I found it! A way through the pinstripes and wools… glitching, playing, shrill and loud, sparkling on stage in sequins – 

I found a LOOPHOLE!

@lilleanalille

María Alborés Lojo
“Lost in tradition, found in Galicia”

What are the key inspirations behind this collection?

This collection is an ode to Galicia, the region in northwest Spain where I was born, and to the 20th-century Galician woman – particularly grandmothers – who have long been central to the region’s cultural and economic life. Galicia’s symbolic matriarchy, shaped in part by waves of male emigration, became a focal point of inspiration. Drawing on the movement and volumes of traditional female dress, I reinterpreted heritage through a contemporary lens, referencing maritime culture and fishing traditions. The work plays with contrasts: domestic strength and harsh labour, tradition and absurdity, seriousness and play.

What materials, colours and techniques did you use?
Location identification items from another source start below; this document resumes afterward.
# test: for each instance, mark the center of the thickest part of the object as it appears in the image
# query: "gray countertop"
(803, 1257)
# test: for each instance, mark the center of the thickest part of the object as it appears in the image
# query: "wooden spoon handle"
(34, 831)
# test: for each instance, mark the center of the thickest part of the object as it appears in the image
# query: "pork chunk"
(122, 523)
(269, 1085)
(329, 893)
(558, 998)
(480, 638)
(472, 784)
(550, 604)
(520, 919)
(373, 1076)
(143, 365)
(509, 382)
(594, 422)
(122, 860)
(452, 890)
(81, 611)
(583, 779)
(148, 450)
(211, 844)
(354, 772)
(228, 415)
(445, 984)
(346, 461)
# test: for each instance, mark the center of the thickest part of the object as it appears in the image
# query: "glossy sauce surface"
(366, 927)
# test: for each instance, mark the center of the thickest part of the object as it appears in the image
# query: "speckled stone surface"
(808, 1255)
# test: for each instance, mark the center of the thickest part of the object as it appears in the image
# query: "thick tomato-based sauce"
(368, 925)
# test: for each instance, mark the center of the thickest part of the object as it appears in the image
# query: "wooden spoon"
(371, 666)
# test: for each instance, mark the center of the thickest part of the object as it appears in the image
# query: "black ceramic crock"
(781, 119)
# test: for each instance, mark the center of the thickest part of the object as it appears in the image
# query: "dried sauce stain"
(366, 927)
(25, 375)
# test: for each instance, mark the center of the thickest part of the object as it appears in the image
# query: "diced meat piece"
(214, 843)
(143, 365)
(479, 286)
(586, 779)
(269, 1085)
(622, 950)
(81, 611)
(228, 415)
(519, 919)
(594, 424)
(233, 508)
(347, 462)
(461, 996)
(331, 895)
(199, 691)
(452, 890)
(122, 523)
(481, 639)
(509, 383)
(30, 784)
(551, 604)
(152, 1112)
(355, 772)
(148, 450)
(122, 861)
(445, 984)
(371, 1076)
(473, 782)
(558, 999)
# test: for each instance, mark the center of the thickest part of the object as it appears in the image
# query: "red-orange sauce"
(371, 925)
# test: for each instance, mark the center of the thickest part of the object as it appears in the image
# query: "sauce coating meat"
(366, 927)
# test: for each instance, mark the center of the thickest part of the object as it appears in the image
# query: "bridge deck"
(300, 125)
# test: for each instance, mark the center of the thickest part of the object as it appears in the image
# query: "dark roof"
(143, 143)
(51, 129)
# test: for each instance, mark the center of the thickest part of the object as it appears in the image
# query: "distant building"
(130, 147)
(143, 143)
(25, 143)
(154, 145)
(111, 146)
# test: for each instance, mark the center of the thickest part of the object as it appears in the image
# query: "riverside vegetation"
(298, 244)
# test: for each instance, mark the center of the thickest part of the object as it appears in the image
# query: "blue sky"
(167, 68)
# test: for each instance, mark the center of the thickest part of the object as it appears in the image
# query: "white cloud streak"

Colour plays a central role. Instead of folkloric tones, I chose vibrant combinations inspired by Joaquín Sorolla’s luminous depictions of the sea – mustard yellow, seafoam green, deep garnet – evoking his vivid interplay of light and water. I used materials like technical fabrics, leather, and recycled textiles, contrasted with traditional elements like woven baskets. A highlight this year was my collaboration with artisans through the Fundación de Artesanía de Galicia, a sponsorship that honours my deep appreciation for craft and handmade processes.

What’s next?

I’m ready to take the next step and experience what it’s like to work within a major fashion house. Having interned in smaller studios, I’ve gained hands-on experience, but now I’m curious about how creativity, craftsmanship, and structure come together at scale in luxury or haute couture. Over the coming months, I hope to find an internship that challenges and excites me – where I can grow, contribute meaningfully, and stay connected to the joy that drew me to fashion in the first place.

@maalbores

Paula van Dyck
“Black mascara”

“My master’s collection explores superficiality as a coping mechanism – how beauty, artifice, and external appearance can function both as self-preservation and emotional camouflage. The concept is rooted in a deeply personal experience, one that led me to question how women construct and curate their outward identities in response to inner turmoil.
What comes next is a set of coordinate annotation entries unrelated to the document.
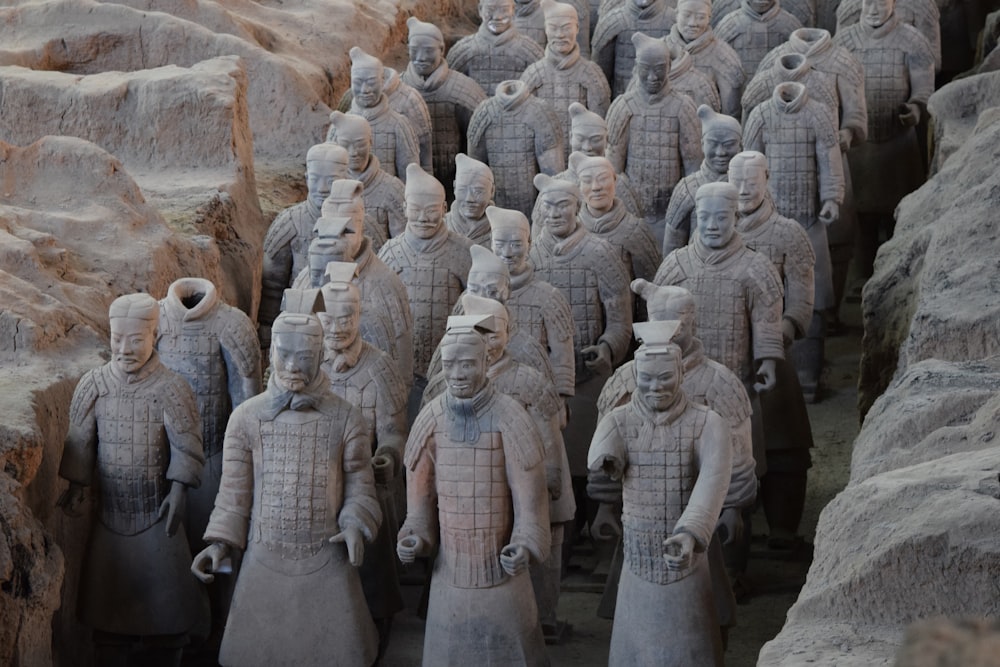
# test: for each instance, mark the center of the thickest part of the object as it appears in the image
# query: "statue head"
(463, 354)
(297, 340)
(426, 46)
(425, 205)
(721, 138)
(474, 186)
(341, 319)
(748, 173)
(597, 178)
(497, 15)
(367, 77)
(652, 63)
(559, 204)
(588, 132)
(134, 318)
(715, 211)
(346, 200)
(561, 26)
(693, 18)
(497, 339)
(325, 163)
(489, 276)
(354, 135)
(511, 235)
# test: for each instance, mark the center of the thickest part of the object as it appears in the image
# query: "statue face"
(597, 185)
(657, 379)
(652, 76)
(589, 141)
(751, 183)
(561, 34)
(473, 196)
(489, 286)
(295, 359)
(132, 342)
(425, 55)
(424, 215)
(464, 367)
(511, 245)
(358, 145)
(719, 148)
(559, 211)
(693, 19)
(876, 12)
(497, 15)
(341, 323)
(716, 221)
(367, 86)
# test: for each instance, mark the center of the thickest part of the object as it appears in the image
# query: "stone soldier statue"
(433, 264)
(286, 244)
(716, 59)
(393, 138)
(135, 434)
(721, 139)
(674, 460)
(475, 482)
(653, 132)
(755, 28)
(298, 496)
(518, 136)
(563, 76)
(382, 193)
(474, 191)
(497, 51)
(613, 46)
(451, 96)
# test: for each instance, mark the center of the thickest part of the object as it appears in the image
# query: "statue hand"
(71, 499)
(355, 543)
(515, 559)
(678, 549)
(173, 507)
(208, 561)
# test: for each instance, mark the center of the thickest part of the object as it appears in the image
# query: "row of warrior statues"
(614, 327)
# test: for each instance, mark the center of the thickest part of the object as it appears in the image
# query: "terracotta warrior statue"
(386, 322)
(898, 66)
(604, 215)
(497, 51)
(537, 308)
(382, 194)
(214, 347)
(613, 45)
(563, 76)
(787, 432)
(653, 132)
(474, 192)
(369, 379)
(135, 434)
(451, 96)
(298, 496)
(286, 244)
(475, 483)
(711, 56)
(518, 136)
(800, 138)
(535, 392)
(721, 139)
(590, 274)
(674, 459)
(433, 264)
(754, 29)
(393, 139)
Often dismissed as shallow, superficiality is frequently misunderstood. Here, I reclaim it as a form of empowerment – an armour that controls perception while protecting vulnerability. This duality – between strength and fragility, surface and depth – sits at the heart of the work.

Material choices reflect this tension. I’ve used leather, textured fabrics, and elements like fringes and spikes to suggest both seduction and defence. Each look is topped with a wig, reinforcing the theme of transformation – both literal and symbolic – a mask that challenges the boundary between authenticity and performance.

The palette moves between butter yellow, white, and camel to deeper tones of aubergine, black, and orange, expressing the interplay of softness and intensity, warmth and restraint.

This collection is not about rejecting emotion, but about recognising how beauty can become ritual, meditation, even silent resistance. It asks how we use the surface to protect what’s underneath – and whether, sometimes, the surface might be where truth resides.”

@paulavandyck

Sybrand Jansen
“Shattered pieces kept forever”

“Imagine a denim jacket, buried 200 years ago – broken, full of traces from its past life. It’s unearthed and brought into a museum archive, gently placed in a transparent box lined with white paper. Its circle of life suddenly halts. In its final days of decay, it becomes an undying object. Time no longer moves; it simply rests, silent.

This tension – between the lived, twisted life of a garment and the sterile infinity of preservation – inspires my master collection. I aim to build a bridge between something organic and something eternal, allowing both to coexist and amplify each other’s beauty.”